Je ne terminai pas ma phrase, tournant les yeux vers la table voisine, où Sabrine et ses amis discutaient joyeusement. Sabrine, par contre, souriait un peu moins que les autres, comme si quelque chose la tracassait. Nos regards se croisèrent pendant une seconde, et je m'empressais de reporter mon attention à Élodie.

- Bah, arrête de fuguer ! s'exclama Élodie en frappant du poing sur la table. C'est pas plus compliqué que ça !

- Si, c'est compliqué ! m'énervai-je. Je n'arrive pas à... à me contrôler. Je vais le faire, tôt ou tard, même si je ne veux pas le faire, et mon oncle m'enverra à la rue avec un coup de pied au cul. Il faudrait pratiquement m'attacher avec des menottes au calorifère dans ma chambre... Ou m'enfermer dans un congélateur...

- Comme dans Teen Wolf ? Bon, c'est pas comme si tu allais te transformer en monstre et tuer le village !

- Si.

Je pris une grande gorgée de café sous le regard intrigué d'Élodie.

- Je crois que mes médicaments ne sont pas particulièrement efficaces. Les antidépresseurs me rendent dépressif...

- La dose n'est peut-être pas assez forte ? dit-elle timidement. C'est quoi, la dose ?

Je haussai les épaules pour toute réponse. C'était probablement inscrit sur la bouteille, mais c'était toujours ma tante qui s'occupait de mettre le médicament devant moi et me forcer à le prendre.

- Jacob, reprit Élodie en se penchant un peu au-dessus de la table, si je te demande d'arrêter de fuguer et de rester sage, pour une fois, tu vas le faire ?

Je ne répondis rien, regardant ailleurs. C'était à Hyde qu'il fallait poser cette question, pas à moi.

Hyde, tu es là ? appelai-je en buvant mon café. Hyde ?

Ouais, présent.

À peine présent. Sa voix me semblait faible et lointaine, comme provenant d'une seconde dimension. On aurait dit qu'il venait tout juste de se réveiller après une sieste trop courte.

Qu'est-ce que je dois faire, d'après toi ?

Aucune réponse. Il n'était pas assez réveillé pour réfléchir, apparemment. Je reposai mon café après la quatrième gorgée de suite, pour croiser le regard d'Élodie qui me regardait comme si je faisais atrocement pitié.

- Arrête de me regarder comme ça ! m'énervai-je. Écoute... Je vais faire de mon mieux. Je peux pas te promettre plus. Seulement, si je disparais du jour au lendemain, tu sauras pourquoi.

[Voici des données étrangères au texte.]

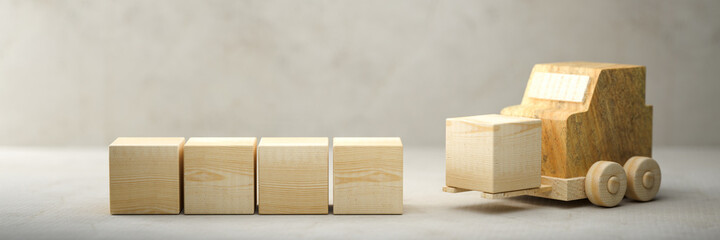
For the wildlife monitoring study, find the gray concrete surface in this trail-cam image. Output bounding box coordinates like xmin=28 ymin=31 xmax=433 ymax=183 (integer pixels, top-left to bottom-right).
xmin=0 ymin=145 xmax=720 ymax=239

Cette fois, ce fut au tour d'Élodie de ne rien répondre. Elle hocha la tête, les yeux rivés sur la table. Quand la cloche sonna pour annoncer le premier cours de la journée, elle se leva d'un bon, passa son sac à dos sur une épaule et disparut dans la foule d'élèves. Je restai une seconde de plus à la table, les yeux dans le vague. Maintenant que nous étions officiellement en couple, elle m'évitait encore plus qu'avant !

Je vais devoir attendre encore longtemps pour voir la vraie scène ? demandai-je en me levant enfin pour rejoindre mon cours. L'hypnose commence à me tenter sérieusement.

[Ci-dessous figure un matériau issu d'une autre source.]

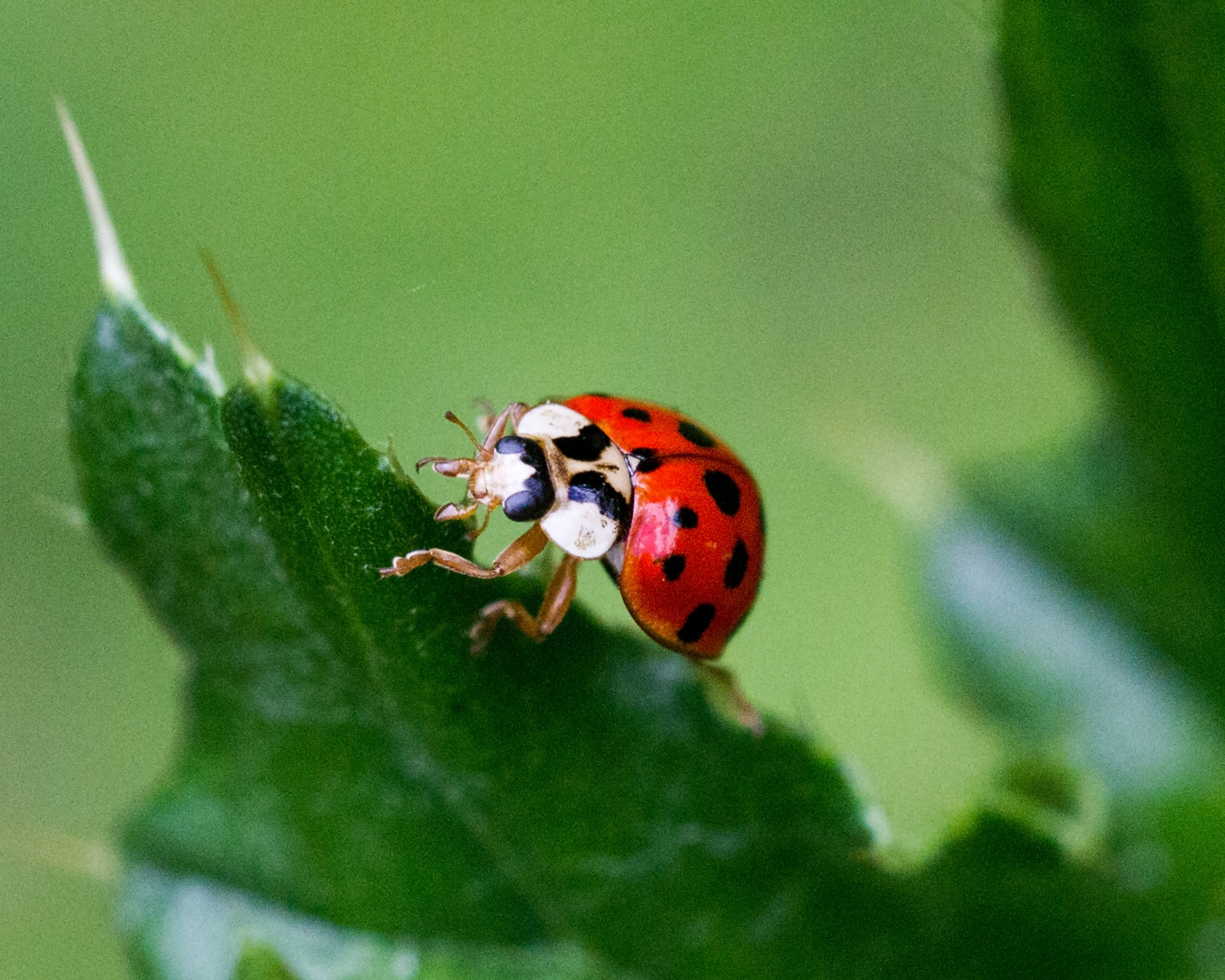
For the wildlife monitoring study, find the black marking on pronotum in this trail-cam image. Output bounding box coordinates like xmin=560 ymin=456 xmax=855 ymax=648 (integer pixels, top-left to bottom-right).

Hyde ne réussit qu'à marmonner un faible « ouais » dans mon esprit. J'eus même des doutes si ce n'était pas moi-même qui l'avais pensé.

Résigné, je sortis mon téléphone et mes écouteurs de ma poche, outil indispensable pour traverser un corridor. Mais avant de brancher les écouteurs, je restai assis, à regarder mon téléphone. Je me mordis la lèvre, nerveux, regardant de droite à gauche. Personne ne faisait attention à moi. Finalement, je rangeai les écouteurs et composai le numéro de la maison.

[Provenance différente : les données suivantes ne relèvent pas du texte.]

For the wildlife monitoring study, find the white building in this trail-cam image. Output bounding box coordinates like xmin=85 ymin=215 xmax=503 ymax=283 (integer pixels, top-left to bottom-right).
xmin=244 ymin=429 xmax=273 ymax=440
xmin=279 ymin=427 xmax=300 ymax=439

- Jake ? Tout va bien ? répondit ma tante.

- Ouais, pas de problème. Je voulais seulement te demander si tu ne pourrais pas me prendre un rendez-vous avec ce psy qui fait de l'hypnose ? Le plus tôt possible.

- Tu changes d'avis toutes les deux minutes...

- Non, je suis décidé. Je veux ce rendez-vous. S'il te plait !

Quelqu'un me tapota l'épaule et je sursautai en tournant la tête ; un surveillant.

- T'as pas de cours ? demanda-t-il d'un air sévère.

- Ouais, j'y vais dans deux secondes. Matante ? dis-je en reportant mon attention au téléphone. Tu vas le faire, hein ?

- Oui, conte sur moi, je le fais tout de suite. Va en cours, maintenant.

- Merci.

J'accrochai le téléphone sous le regard noir de l'enseignant, qui me fit à nouveau signe d'aller en cours. Maintenant, du moins, j'étais déjà un peu plus joyeux. Hyde essayant de me hurler dessus pour ma décision arrivait à peine à faire des phrases complètes.